Beta-lactoglobulin structural rearrangement at interfaces: relevance to its immunogenic behavior

The physiological properties of many proteins, relies on their behavior at the molecular scale, which often is affected by their surface interactions. A central issue for the in vivo action of allergens, but also of antibacterial or otherwise bioactive peptides, is the surface behavior in terms of interaction with other molecules and surfaces present in the same environment. -lactoglobulin (BLG) is the major bovine whey protein. A 36 kDa dimer of identical subunits, BLG is considered the major milk allergen. A general relationship between structure and immunoreactivity of milk proteins has not been established. The aim of this work is to understand whether and how the BLG conformational changes derived from the interaction with two model hydrophobic interfaces (a liquid oil-in-water nanoemulsion, and solid latex nanoparticles), can modulate its immunoreactivity and its absorption by human cells involved in the immune response. Conformational changes in the absorbed protein were demonstrated through spectroscopic and limited proteolysis/MS approaches.
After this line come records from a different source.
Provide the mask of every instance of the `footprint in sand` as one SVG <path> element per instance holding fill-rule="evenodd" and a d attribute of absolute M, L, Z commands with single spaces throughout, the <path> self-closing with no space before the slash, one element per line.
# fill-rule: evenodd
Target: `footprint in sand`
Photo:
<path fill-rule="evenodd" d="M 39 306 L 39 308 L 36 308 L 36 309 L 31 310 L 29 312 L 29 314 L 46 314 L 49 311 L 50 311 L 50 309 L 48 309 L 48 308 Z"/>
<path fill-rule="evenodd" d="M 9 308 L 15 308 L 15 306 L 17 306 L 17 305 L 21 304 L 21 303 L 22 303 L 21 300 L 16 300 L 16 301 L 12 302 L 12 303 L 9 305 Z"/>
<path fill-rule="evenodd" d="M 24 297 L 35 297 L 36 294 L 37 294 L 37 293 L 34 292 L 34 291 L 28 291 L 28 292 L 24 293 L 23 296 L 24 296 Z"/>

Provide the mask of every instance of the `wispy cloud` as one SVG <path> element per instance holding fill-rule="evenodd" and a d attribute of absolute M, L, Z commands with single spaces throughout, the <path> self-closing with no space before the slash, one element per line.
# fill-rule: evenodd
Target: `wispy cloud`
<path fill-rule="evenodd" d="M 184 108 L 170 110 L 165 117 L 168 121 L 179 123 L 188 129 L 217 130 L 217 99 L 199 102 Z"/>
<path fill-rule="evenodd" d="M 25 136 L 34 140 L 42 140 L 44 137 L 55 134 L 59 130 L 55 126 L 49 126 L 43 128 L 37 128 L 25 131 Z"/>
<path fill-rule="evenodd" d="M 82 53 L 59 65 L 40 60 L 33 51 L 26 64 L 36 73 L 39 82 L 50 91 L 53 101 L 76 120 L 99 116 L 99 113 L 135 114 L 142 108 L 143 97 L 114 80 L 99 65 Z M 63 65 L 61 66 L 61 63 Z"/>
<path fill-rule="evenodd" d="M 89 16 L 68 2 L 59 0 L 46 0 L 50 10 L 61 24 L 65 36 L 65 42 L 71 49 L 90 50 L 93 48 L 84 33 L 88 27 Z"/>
ELISA experiments demonstrated that immunoreactivity of BLG increases upon adsorption on either liquid/liquid or solid/liquid hydrophobic interfaces, likely as a consequence of recognition of cognate regions of the protein by the antibodies. Indeed, after hydrolysis with trypsin, the overall immunoreactivity of the absorbed protein remains high compared with that of the protein hydrolyzed in solution. Also, the kinetics of internalization by monocytes of BLG adsorbed on the oil nanodroplets is with respect to free BLG, which is absorbed more efficiently and rapidly than BLG adsorbed on an emulsion interface. Competition experiments, carried out by adding free unlabeled protein to both free and emulsion BLG systems shows how the free protein seems to acts as an enhancer for the internalization of the oil-bound protein. Whether these evidences indicate independent patterns for intracellular uptake of free and nanoparticulate-bound BLG remains to be verified.